MP calls for action on hoarding disorder

Hoarding disorder has become "a national emergency in America", an MP has said, "so we need to look at it here."
Paulette Hamilton, Labour MP for Birmingham Erdington, spent years as a district nurse before entering politics.
On her care rounds she would sometimes encounter patients living in hoarded homes, where their mental health had deteriorated to such an extent that they were surrounding themselves in personal possessions.
"You can't just go in and clear a house and that's what people need to understand," Hamilton said.
"As a society we have a responsibility to support them, and Heather has shown us the way".
The MP is referring to Heather Matuozzo, founder of Birmingham-based social enterprise Clouds End CIC, whose work in communities the BBC has been following for four months.
As well as offering hoarding training to professionals nationally, her group has supported more than 300 people in Birmingham who hoard or are at risk of hoarding.
It offers people help to declutter their homes while also ensuring they have access to the appropriate mental health support.

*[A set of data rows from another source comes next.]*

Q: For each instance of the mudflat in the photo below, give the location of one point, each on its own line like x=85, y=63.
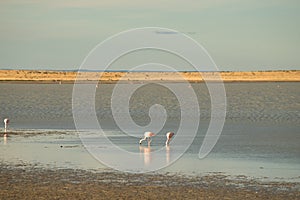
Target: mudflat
x=112, y=77
x=19, y=182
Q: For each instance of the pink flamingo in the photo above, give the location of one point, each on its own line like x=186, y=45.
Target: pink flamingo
x=169, y=136
x=6, y=122
x=147, y=136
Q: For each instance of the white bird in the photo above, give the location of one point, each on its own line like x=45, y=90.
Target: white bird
x=169, y=136
x=6, y=122
x=147, y=136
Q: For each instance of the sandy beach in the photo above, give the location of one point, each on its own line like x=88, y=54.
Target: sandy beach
x=112, y=77
x=25, y=182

In a recent meeting in Westminster, Ms Matuozzo informed the MP that the numbers needing support in the city – and those being referred for help - had risen exponentially since the Covid pandemic, something which was likely to have been reflected across the country.
Earlier estimates suggested that between 2-5% of the population experienced hoarding disorder, a condition recognised by the World Health Organisation in 2018, but those with direct experience of home visits – including charities and psychologists – said the true figure was far higher, with potentially up to six million people affected in the UK.

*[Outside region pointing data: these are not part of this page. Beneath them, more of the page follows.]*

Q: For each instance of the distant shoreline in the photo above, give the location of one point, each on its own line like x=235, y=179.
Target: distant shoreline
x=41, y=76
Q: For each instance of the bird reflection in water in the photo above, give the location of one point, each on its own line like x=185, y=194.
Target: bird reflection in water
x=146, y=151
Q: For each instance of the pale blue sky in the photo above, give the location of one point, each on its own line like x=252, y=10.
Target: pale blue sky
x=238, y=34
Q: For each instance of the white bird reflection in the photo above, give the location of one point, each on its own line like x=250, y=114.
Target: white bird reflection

"It needs to be a little more joined up, government, the NHS, so it's not just the voluntary sector and others that are trying to cure it," Hamilton said.

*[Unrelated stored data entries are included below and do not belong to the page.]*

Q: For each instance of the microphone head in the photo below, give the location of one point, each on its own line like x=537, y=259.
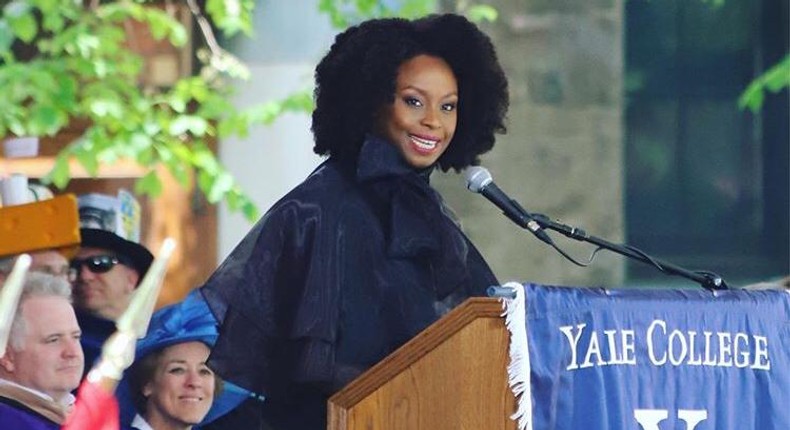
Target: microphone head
x=477, y=177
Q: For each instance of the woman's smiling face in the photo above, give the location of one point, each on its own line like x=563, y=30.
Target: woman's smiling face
x=182, y=390
x=422, y=119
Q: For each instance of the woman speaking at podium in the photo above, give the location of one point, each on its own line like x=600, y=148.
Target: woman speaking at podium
x=362, y=255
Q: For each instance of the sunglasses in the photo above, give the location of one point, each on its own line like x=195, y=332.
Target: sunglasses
x=97, y=263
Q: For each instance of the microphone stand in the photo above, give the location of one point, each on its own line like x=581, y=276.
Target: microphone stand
x=708, y=280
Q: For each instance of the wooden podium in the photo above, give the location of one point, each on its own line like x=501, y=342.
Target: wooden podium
x=453, y=375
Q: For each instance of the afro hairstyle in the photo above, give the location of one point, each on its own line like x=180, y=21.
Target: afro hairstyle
x=357, y=77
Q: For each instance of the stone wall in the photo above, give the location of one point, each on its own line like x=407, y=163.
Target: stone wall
x=563, y=153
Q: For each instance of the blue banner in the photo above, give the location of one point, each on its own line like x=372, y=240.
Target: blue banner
x=604, y=359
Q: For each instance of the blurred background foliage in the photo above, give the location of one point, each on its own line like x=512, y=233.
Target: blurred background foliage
x=82, y=69
x=79, y=67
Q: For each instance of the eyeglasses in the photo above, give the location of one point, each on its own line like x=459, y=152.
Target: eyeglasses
x=97, y=263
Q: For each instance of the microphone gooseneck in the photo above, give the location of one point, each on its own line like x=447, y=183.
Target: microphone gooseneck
x=479, y=180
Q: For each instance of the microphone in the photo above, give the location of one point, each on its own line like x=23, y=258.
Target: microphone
x=479, y=180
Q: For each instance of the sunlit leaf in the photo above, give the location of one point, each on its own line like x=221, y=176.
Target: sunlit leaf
x=149, y=184
x=24, y=26
x=59, y=175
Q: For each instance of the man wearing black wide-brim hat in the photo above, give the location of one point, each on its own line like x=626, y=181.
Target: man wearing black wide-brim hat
x=109, y=265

She agreed with Ms Matuozzo that new national guidelines may be needed to address a significant increase in people who hoard in the UK.

Hamilton said she planned to bring the issue up with the health and social care select committee, of which she is vice chair, "and from this we could have some very strong recommendations which we can take to the Department of Health to get into communities".
While individual local authorities such as Birmingham City Council have developed strategies to support hoarders in recent years, there are no national guidelines or single government policy which addresses hoarding directly, something psychologists have been continually pressing for.
Similarly, while NHS Integrated Care Boards manage funding for a range of mental health conditions in communities, there are no specific funding streams for hoarding, leaving voluntary groups to provide outreach work in most cases.
"A new approach must be based in empathy and compassion and putting people at the heart of these difficulties first", said Sam Wainman, from the University of Birmingham's school of psychology.
"I'm continually surprised by how much of a lack of awareness there is among professionals or wider institutions. There is not enough support out there."
Ms Matuozzo said this was now the opportunity for the UK to prepare its response.
She said: "I've come away from Westminster with a feeling of enthusiasm. It's the first step and it's not going to be overnight to change things, but neither has my whole journey to this point."